I am using repeated 10-fold CV to calculate the accuracy of my ordinal regression model. I have 6 predictors, 10 ordered response categories, and a total of 1166 data points.
For the ordinal model, I have defined accuracy as 1 - loss, with loss being a simple linear function of the distance between observed and predicted classes, assuming classes are equidistant.
I chose the number of repetitions for the 10-fold CV by examining the stability of the results as advised here, and decided to use 5 repetitions.
Finally, I am using this measure of accuracy to compare the quality of the predictions given different predictor values. More precisely, I have a range of possible storm wave conditions and associated parameters, 10 levels of increasing damage for ships caught in the storm, and I am looking to find the wave conditions which have more likely triggered the damage. So I run the model for each one and compare the accuracy.

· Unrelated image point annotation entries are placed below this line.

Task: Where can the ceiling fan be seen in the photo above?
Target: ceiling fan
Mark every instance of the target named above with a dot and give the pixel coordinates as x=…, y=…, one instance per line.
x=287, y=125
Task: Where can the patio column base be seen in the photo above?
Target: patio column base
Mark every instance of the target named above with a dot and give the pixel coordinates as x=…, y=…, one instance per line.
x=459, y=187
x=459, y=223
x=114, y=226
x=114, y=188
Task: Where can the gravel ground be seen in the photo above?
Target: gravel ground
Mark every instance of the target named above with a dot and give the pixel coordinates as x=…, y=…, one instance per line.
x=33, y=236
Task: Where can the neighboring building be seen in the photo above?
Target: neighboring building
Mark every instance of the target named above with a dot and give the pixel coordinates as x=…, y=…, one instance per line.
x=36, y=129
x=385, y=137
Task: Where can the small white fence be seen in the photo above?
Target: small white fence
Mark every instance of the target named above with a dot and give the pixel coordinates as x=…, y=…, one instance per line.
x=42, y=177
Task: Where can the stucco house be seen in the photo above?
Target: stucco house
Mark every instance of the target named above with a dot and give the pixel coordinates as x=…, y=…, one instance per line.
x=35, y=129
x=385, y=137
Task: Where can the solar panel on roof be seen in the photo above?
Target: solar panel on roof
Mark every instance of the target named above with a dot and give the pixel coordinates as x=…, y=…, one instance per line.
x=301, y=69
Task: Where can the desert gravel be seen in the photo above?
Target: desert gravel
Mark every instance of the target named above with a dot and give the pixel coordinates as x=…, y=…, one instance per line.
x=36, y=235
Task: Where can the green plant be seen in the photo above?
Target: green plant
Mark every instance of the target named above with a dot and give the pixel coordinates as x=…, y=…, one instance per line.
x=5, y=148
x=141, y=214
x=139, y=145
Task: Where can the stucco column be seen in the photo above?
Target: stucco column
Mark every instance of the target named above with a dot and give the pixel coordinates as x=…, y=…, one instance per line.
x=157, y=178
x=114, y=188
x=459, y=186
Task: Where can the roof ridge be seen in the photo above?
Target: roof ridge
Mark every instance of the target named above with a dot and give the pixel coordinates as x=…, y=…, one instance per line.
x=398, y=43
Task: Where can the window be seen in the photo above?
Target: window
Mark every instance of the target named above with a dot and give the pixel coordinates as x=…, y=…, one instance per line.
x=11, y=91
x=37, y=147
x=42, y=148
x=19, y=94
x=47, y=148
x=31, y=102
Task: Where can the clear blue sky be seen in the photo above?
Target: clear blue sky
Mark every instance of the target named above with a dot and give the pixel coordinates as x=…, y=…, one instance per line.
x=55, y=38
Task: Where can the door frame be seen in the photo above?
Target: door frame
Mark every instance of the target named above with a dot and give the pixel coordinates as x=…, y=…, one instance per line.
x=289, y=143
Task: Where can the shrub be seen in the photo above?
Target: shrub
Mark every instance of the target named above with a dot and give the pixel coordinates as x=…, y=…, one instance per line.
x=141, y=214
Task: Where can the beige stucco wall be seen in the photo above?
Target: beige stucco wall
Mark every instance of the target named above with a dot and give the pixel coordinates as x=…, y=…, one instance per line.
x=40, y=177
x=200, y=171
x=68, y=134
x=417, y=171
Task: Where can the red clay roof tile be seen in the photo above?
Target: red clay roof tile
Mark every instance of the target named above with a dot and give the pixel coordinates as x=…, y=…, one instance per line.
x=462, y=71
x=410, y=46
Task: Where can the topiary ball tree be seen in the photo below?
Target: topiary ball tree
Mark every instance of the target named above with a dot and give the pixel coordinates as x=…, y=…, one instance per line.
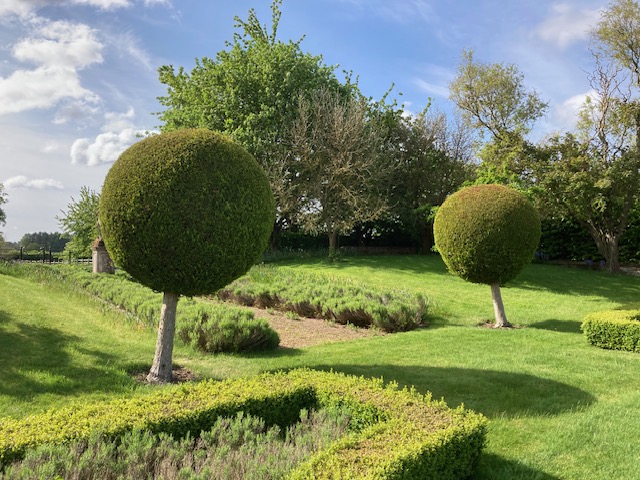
x=184, y=213
x=487, y=234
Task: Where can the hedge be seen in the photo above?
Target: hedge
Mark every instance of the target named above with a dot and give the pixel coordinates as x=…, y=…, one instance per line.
x=613, y=329
x=394, y=433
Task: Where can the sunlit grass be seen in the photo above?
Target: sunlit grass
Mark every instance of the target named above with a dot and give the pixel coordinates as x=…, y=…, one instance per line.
x=559, y=408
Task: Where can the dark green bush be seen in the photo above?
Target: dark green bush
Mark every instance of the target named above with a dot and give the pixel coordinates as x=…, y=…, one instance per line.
x=339, y=300
x=238, y=447
x=613, y=329
x=487, y=233
x=186, y=212
x=398, y=434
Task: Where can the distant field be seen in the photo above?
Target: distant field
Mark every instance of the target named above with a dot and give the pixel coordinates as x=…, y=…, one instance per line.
x=558, y=407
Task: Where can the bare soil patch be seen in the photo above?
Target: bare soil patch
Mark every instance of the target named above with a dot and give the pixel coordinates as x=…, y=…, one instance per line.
x=306, y=332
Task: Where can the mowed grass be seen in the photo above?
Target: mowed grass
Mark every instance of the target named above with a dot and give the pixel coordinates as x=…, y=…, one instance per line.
x=558, y=407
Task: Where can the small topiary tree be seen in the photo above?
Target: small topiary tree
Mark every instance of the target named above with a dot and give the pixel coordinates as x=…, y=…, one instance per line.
x=184, y=213
x=487, y=234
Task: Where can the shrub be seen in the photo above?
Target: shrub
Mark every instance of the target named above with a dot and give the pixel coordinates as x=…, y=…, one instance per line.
x=339, y=300
x=613, y=329
x=186, y=211
x=238, y=447
x=395, y=433
x=487, y=233
x=216, y=330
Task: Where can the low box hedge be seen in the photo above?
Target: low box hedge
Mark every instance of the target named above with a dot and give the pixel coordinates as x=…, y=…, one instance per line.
x=395, y=433
x=339, y=300
x=613, y=329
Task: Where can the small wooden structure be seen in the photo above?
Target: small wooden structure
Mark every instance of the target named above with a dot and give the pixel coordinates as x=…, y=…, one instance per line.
x=101, y=260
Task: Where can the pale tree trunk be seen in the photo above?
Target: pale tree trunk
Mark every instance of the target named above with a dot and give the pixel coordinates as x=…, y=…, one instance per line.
x=608, y=247
x=333, y=241
x=498, y=307
x=162, y=368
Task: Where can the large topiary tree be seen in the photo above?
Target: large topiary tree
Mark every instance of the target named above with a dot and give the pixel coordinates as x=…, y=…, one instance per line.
x=487, y=234
x=185, y=213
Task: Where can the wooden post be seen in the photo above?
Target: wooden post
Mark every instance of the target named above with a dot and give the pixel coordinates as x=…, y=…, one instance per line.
x=100, y=258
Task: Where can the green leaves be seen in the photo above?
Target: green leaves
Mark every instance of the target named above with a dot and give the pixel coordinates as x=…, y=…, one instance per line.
x=81, y=221
x=614, y=329
x=487, y=233
x=186, y=212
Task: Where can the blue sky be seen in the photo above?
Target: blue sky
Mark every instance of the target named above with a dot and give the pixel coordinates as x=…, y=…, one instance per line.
x=78, y=78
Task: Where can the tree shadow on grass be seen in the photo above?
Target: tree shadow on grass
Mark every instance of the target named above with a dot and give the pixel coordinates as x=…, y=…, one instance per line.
x=37, y=360
x=493, y=466
x=563, y=326
x=493, y=393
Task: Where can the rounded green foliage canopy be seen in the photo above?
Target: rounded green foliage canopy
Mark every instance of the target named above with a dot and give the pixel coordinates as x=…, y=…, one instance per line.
x=487, y=233
x=186, y=212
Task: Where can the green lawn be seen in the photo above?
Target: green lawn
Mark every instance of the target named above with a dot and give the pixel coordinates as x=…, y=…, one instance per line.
x=558, y=407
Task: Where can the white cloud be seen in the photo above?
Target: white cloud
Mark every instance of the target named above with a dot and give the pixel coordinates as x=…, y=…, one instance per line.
x=21, y=181
x=566, y=114
x=438, y=90
x=77, y=111
x=104, y=4
x=59, y=49
x=25, y=7
x=119, y=133
x=435, y=80
x=105, y=148
x=566, y=25
x=119, y=121
x=60, y=44
x=19, y=7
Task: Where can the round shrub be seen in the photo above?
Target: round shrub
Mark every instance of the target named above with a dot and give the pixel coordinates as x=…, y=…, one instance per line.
x=186, y=212
x=487, y=233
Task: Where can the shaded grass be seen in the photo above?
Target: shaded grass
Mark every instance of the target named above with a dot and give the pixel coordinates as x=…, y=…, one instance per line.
x=558, y=407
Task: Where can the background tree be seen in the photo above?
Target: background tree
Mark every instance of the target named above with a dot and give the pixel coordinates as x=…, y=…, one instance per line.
x=493, y=99
x=433, y=158
x=250, y=92
x=81, y=222
x=487, y=234
x=184, y=213
x=55, y=241
x=342, y=162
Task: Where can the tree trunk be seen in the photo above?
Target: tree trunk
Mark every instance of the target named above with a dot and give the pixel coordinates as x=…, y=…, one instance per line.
x=498, y=307
x=162, y=368
x=426, y=237
x=274, y=241
x=333, y=241
x=608, y=247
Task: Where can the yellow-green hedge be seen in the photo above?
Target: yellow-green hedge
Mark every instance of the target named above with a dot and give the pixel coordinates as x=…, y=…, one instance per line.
x=613, y=329
x=396, y=434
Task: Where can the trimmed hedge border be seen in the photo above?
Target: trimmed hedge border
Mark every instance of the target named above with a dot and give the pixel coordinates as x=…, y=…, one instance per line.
x=613, y=329
x=396, y=434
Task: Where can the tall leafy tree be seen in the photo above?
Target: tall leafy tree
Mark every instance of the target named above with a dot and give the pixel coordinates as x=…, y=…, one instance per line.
x=434, y=157
x=494, y=100
x=339, y=147
x=250, y=91
x=594, y=176
x=81, y=222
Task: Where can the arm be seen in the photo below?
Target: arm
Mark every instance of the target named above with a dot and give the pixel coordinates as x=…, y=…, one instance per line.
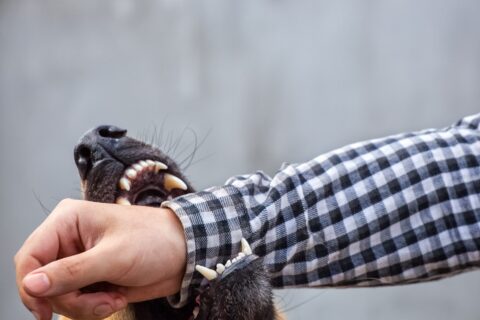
x=395, y=210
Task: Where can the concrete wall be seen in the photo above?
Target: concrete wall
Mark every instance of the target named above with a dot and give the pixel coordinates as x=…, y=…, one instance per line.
x=263, y=81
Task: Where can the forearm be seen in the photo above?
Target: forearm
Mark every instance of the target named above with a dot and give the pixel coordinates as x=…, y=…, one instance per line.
x=393, y=210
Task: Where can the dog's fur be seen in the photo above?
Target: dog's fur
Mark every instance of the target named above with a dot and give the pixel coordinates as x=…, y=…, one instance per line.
x=102, y=156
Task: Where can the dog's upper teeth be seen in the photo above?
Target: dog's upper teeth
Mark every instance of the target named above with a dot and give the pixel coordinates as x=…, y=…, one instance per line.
x=220, y=268
x=246, y=249
x=206, y=272
x=150, y=163
x=172, y=182
x=123, y=201
x=131, y=173
x=195, y=312
x=124, y=184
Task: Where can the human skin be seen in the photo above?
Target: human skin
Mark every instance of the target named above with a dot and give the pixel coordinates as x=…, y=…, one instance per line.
x=140, y=251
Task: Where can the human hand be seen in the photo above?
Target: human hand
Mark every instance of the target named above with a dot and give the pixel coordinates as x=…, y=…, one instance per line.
x=140, y=251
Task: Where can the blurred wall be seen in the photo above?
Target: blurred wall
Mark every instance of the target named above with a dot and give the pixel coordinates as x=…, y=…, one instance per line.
x=263, y=81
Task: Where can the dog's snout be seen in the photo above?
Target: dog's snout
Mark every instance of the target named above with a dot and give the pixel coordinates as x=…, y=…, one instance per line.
x=112, y=132
x=95, y=145
x=83, y=159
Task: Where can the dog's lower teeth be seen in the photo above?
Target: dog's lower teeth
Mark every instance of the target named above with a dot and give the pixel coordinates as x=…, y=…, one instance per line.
x=123, y=201
x=124, y=184
x=160, y=166
x=220, y=268
x=172, y=182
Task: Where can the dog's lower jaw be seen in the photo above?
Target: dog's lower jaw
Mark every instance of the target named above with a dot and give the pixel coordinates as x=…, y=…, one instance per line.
x=125, y=314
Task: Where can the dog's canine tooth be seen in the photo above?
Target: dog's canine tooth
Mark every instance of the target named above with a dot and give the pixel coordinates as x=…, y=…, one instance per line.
x=124, y=184
x=150, y=163
x=220, y=268
x=206, y=272
x=123, y=201
x=246, y=247
x=172, y=182
x=160, y=166
x=195, y=312
x=131, y=173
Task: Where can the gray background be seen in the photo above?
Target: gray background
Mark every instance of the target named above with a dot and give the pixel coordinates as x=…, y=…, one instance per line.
x=263, y=81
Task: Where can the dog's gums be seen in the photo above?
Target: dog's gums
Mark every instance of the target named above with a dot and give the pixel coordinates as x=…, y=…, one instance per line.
x=115, y=168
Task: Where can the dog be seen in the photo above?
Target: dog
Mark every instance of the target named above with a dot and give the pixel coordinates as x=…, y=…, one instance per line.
x=115, y=168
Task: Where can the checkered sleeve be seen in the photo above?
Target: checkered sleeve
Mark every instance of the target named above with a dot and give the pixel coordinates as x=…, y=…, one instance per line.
x=400, y=209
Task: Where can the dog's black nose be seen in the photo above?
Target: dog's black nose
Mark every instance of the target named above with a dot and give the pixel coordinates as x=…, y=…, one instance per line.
x=87, y=151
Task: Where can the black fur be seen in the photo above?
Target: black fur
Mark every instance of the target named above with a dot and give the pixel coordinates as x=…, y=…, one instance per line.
x=242, y=292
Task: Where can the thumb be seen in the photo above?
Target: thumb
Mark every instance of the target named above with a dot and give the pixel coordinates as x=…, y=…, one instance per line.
x=67, y=274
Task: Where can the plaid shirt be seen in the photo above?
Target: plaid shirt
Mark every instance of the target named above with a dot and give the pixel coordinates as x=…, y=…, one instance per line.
x=395, y=210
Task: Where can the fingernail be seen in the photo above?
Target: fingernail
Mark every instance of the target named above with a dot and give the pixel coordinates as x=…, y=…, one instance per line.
x=119, y=304
x=103, y=310
x=37, y=283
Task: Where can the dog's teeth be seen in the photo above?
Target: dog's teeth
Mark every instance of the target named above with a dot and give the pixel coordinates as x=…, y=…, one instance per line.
x=150, y=163
x=123, y=201
x=246, y=247
x=195, y=312
x=160, y=166
x=220, y=268
x=206, y=272
x=172, y=182
x=131, y=173
x=124, y=184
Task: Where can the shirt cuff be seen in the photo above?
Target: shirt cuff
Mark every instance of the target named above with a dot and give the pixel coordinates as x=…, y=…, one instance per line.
x=214, y=222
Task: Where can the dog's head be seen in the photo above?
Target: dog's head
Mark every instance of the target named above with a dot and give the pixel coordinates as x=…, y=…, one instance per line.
x=115, y=168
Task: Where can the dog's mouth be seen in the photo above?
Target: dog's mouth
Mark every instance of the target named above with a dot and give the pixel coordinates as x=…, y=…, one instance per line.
x=148, y=183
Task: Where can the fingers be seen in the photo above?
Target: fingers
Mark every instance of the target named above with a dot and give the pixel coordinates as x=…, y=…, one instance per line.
x=68, y=274
x=38, y=306
x=90, y=306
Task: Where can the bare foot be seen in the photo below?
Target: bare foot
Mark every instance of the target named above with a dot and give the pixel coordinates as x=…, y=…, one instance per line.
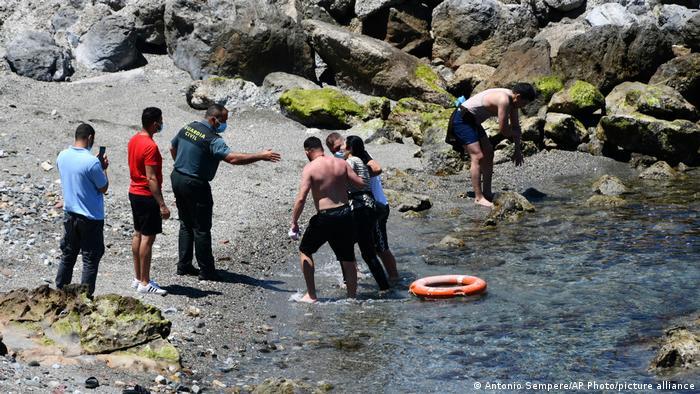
x=483, y=202
x=307, y=299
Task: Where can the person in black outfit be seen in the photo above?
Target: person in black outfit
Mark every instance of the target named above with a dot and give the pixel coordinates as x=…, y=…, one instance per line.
x=197, y=150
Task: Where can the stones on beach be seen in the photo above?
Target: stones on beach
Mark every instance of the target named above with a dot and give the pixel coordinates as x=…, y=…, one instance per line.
x=660, y=171
x=564, y=130
x=579, y=99
x=375, y=67
x=110, y=325
x=608, y=185
x=35, y=54
x=509, y=207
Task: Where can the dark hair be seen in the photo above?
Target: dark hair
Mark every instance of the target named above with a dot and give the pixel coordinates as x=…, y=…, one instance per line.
x=357, y=148
x=525, y=90
x=83, y=131
x=332, y=137
x=150, y=115
x=216, y=110
x=313, y=143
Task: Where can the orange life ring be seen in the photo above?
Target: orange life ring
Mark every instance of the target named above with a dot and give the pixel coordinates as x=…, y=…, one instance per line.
x=465, y=285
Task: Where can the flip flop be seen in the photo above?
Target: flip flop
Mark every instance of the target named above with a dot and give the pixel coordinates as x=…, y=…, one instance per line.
x=92, y=383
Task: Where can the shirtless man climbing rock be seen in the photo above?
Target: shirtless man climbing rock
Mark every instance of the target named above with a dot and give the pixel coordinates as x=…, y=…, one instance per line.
x=504, y=104
x=326, y=178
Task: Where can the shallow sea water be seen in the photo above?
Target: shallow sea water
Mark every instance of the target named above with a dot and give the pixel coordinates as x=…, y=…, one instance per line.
x=574, y=294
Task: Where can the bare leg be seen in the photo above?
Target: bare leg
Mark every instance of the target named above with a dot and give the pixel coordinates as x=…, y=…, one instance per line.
x=307, y=268
x=486, y=167
x=389, y=264
x=350, y=268
x=145, y=250
x=477, y=156
x=135, y=244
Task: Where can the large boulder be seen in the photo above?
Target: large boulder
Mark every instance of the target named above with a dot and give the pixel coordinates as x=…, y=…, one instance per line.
x=110, y=45
x=659, y=101
x=508, y=207
x=425, y=123
x=408, y=28
x=557, y=33
x=564, y=130
x=476, y=31
x=579, y=99
x=375, y=67
x=610, y=14
x=608, y=55
x=609, y=185
x=526, y=60
x=682, y=74
x=35, y=55
x=680, y=348
x=467, y=77
x=365, y=8
x=246, y=38
x=118, y=323
x=673, y=141
x=229, y=92
x=324, y=108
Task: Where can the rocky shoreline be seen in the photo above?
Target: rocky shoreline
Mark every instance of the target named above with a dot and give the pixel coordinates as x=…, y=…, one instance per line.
x=618, y=80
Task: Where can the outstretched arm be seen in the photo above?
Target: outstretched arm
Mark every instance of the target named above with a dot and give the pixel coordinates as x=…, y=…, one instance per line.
x=248, y=158
x=300, y=200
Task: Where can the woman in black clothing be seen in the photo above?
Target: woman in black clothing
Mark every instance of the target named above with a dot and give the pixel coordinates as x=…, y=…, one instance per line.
x=363, y=208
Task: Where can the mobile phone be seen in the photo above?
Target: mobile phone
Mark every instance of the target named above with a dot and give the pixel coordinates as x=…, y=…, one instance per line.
x=101, y=153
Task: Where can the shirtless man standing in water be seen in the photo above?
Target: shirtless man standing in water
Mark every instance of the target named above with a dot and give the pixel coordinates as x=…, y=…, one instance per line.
x=326, y=178
x=503, y=103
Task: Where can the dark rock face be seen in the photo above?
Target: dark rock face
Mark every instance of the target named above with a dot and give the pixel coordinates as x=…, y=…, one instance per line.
x=475, y=31
x=375, y=67
x=674, y=141
x=683, y=74
x=110, y=45
x=249, y=39
x=608, y=55
x=36, y=55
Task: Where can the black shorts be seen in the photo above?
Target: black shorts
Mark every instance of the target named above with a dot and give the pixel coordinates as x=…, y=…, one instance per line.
x=146, y=213
x=381, y=240
x=334, y=226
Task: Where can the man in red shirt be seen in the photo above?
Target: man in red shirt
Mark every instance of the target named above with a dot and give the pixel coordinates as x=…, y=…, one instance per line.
x=147, y=204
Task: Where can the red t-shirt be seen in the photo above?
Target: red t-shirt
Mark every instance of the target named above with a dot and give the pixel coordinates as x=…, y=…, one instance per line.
x=143, y=152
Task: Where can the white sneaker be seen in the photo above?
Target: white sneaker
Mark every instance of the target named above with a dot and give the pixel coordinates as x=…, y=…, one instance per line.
x=151, y=288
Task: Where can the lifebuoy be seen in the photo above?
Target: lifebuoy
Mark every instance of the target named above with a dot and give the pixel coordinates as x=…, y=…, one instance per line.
x=464, y=285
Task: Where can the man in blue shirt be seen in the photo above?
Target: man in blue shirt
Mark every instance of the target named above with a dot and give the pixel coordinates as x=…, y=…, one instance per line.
x=197, y=150
x=84, y=182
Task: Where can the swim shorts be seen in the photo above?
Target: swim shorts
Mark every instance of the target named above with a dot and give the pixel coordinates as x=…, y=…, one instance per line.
x=146, y=214
x=466, y=129
x=334, y=226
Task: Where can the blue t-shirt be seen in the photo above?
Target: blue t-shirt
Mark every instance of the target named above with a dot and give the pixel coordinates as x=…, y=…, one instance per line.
x=81, y=177
x=199, y=150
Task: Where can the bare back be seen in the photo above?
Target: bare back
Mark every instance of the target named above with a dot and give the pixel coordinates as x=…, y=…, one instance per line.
x=328, y=177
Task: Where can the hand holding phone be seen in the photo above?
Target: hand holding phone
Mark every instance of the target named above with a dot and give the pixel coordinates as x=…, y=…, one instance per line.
x=102, y=158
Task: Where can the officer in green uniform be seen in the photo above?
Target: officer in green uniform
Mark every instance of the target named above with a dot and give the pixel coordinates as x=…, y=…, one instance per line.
x=197, y=150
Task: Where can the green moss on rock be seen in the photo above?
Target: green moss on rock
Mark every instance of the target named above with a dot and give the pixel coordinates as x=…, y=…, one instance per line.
x=321, y=107
x=430, y=78
x=548, y=85
x=585, y=95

My problem is, for all conditions tested my accuracy is suspiciously high i.e. > 80%. I am not expecting this kind of accuracy given the quality of some of my predictors (for example, the wave velocity has been estimated numerically on a coarse grid with a number of simplifying assumptions).
Also, there is not much variation in accuracy between the model outputs for different wave conditions, maximum +/- 1%. Again I would have expected more than this.
I am wondering if there is something I am missing here, regarding my estimation of accuracy. What could be the cause of this issue?